I like some of Bruce Baugh’s stuff. When it was published, Adventure! was the cleanest version of the Storyteller system to date, and I thought it accomplished what it set out to do well. I’ve read some worrisome things about his version of Gamma World – and I haven’t read it for myself. Having read what he had intended to do with it, though, I think his intentions were pretty cool.

This isn’t about Bruce, though.

It is about the possible purposes of RPGs. Some people are of the unshakable opinion that a RPG should be a game… and nothing else. They point to the fact that the “G” stands for game. If it has other motives outside of the realm of those things typically associated with games, then those motives are invalid.

I think that is crap.

Roleplaying has been widely used as a tool in a variety of areas. It is powerful as an educational tool. It has been used therapeutically. I expect that the roleplaying game itself evolved from military simulations used for actual military planning.
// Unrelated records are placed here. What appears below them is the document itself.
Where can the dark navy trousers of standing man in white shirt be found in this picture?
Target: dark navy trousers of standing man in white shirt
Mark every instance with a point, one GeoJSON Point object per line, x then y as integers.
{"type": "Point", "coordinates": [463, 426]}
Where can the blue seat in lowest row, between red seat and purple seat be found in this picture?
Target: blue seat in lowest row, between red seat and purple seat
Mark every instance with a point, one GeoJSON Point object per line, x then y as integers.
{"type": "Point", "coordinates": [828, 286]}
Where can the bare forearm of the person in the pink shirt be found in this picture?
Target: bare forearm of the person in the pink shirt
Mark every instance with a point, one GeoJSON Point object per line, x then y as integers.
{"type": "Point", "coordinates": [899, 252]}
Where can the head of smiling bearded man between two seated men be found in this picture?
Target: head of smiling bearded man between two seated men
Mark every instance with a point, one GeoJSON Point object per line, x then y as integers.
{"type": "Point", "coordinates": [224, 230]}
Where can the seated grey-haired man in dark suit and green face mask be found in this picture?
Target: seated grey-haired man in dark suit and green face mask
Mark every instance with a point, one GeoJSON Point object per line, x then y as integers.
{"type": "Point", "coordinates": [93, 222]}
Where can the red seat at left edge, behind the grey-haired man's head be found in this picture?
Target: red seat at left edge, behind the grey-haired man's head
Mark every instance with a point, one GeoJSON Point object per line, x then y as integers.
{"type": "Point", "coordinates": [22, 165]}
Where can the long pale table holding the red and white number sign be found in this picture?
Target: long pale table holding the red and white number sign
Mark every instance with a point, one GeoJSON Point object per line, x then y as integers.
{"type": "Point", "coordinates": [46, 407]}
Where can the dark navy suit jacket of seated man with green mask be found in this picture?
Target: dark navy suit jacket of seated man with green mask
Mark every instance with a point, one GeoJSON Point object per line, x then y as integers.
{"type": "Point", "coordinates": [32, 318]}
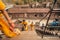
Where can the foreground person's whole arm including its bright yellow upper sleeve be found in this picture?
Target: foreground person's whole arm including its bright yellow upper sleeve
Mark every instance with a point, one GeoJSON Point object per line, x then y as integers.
{"type": "Point", "coordinates": [2, 9]}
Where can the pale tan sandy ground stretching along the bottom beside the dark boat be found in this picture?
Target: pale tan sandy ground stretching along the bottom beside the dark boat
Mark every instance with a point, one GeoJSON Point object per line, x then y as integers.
{"type": "Point", "coordinates": [30, 35]}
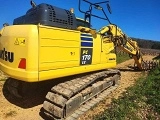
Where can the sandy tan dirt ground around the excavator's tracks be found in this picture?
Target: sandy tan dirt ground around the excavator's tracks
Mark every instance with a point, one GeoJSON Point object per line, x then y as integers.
{"type": "Point", "coordinates": [28, 109]}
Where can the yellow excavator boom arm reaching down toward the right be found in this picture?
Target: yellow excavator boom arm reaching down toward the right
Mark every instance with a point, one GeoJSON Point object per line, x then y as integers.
{"type": "Point", "coordinates": [123, 42]}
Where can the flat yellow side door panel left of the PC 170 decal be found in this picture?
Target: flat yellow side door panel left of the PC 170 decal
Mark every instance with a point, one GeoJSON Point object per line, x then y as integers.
{"type": "Point", "coordinates": [59, 48]}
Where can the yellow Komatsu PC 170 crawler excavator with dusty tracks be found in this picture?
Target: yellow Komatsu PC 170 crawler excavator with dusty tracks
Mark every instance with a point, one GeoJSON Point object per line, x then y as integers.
{"type": "Point", "coordinates": [49, 42]}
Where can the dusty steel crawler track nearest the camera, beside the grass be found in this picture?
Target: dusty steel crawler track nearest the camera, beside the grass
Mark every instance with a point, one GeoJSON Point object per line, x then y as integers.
{"type": "Point", "coordinates": [72, 98]}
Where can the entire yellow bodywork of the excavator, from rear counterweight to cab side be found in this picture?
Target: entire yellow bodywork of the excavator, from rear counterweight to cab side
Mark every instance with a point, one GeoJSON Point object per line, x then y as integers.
{"type": "Point", "coordinates": [53, 52]}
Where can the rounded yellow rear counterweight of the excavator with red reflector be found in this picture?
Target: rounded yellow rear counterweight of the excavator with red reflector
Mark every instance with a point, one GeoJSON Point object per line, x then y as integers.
{"type": "Point", "coordinates": [29, 50]}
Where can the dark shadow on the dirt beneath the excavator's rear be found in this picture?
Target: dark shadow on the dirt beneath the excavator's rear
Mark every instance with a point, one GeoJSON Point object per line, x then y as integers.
{"type": "Point", "coordinates": [35, 94]}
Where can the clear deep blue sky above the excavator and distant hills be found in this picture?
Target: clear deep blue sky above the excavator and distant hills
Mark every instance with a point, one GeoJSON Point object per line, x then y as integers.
{"type": "Point", "coordinates": [136, 18]}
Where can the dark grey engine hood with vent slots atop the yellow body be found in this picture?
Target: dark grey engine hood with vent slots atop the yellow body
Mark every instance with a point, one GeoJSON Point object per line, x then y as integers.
{"type": "Point", "coordinates": [48, 15]}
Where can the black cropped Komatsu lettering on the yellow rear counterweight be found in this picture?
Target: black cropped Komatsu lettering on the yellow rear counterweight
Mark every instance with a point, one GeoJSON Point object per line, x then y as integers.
{"type": "Point", "coordinates": [7, 56]}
To say that combining one of these goals with enjoyment within the context of a roleplaying game is inherently wrongheaded seems ignorant.

That’s not to say that a person couldn’t have a valid concern about any given instance of including one of these goals within a game. Personally, I don’t understand what is objectionable about Bruce’s project. Does the topic interest you? Would you like to gain some insight into what it would be like to be discriminated against and fight against that discrimination? If so, then you might be interested in the game. If this doesn’t interest you, then don’t buy the thing. No one is forcing you to do so.

In general, I think that the more of this stuff that’s out there, the better. I’d like the RPG hobby and industry to be a bit wider, more innovated, and more socially accepted than it currently is. While I don’t know that game supplements like this are the answer to that, I think that they are probably a necessary step.